“Finding out that he wanted his show in my building was very special information for me—it brings tears to my eyes,” Frank Gehry said in a video played in the Guggenheim’s basement theater last night. He was talking about John Chamberlain, whose retrospective is on view in the museum above. It will travel to Mr. Gehry’s Bilbao branch next year.
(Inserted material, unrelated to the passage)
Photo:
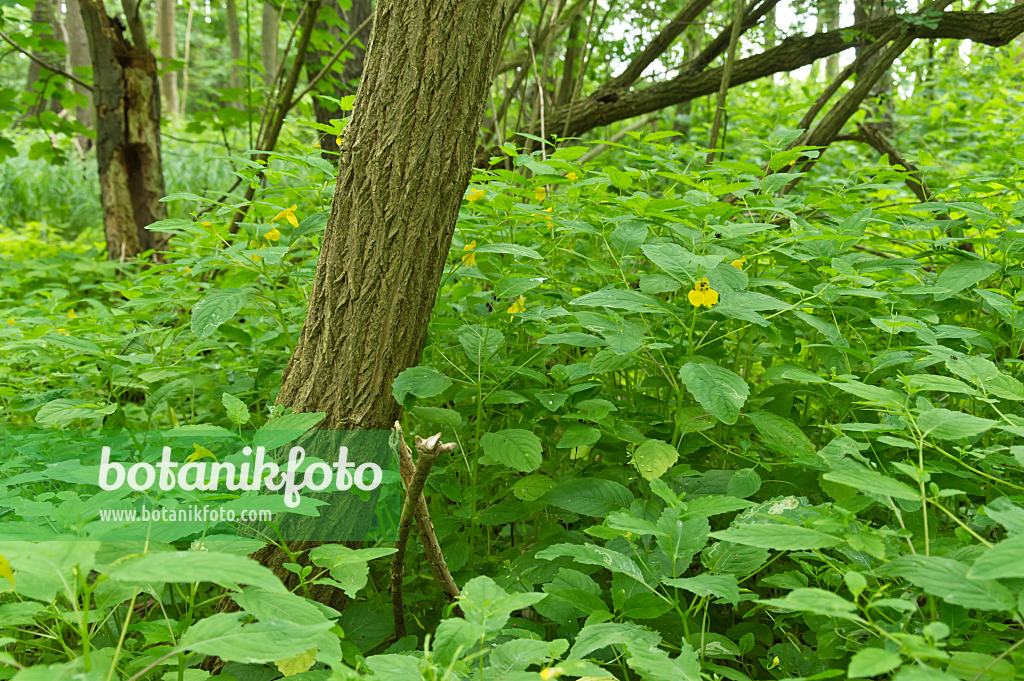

The architect welled up as he spoke. “I knew he liked me and stuff, but that’s a big, mother compliment for me, so thank you, John.”
The memorial was organized by the Guggenheim and the Dia Art Foundation to pay tribute to Chamberlain, the hard-charging sculptor of shredded and contorted automobile metal who died in December at the age of 84. The crowd included the directors of the Guggenheim and Dia, Richard Armstrong and Philippe Vergne, Chamberlain’s last dealer, Larry Gagosian, as well as artist Frank Stella, dealer Tony Shafrazi, patron Christophe de Menil and members of his family.
Like many of his friends and supporters who took turns speaking, Mr. Gehry offered stories of the artist’s irreverent and combative side to balance the evening’s more sentimental moments. He recalled the time that he and Michael Asher spotted John Chamberlain in a full suit as they cruised to the Pacific Ocean to “brave the gods” sailing. The sculptor asked to join them. “He got soaking wet in his bloody suit and he loved it,” Mr. Gehry said, marveling at the memory of that day. “I’ve never seen anyone take to the ocean in that way.” The artist began sailing regularly after that. “I’d heard he’d become a damn good sailor,” he said.
The director James Signorelli, who first met Chamberlain at Max’s Kansas City, also had a sailing story. Decades ago, the two of them were out in Gardiners Bay on the north end of Long Island. “John wasn’t paying attention at all,” he said gruffly. “His eyes were everywhere except where they should be, from my point of view.” So Mr. Signorelli asked him to explain what exactly what he was doing.
Chamberlain pointed off into the distance, “Do you see that?” (“There was nothing out there,” Mr. Signorelli told the Guggenheim crowd.) “Do you see that?” Chamberlain asked again, almost growling this time in Mr. Signorelli’s telling.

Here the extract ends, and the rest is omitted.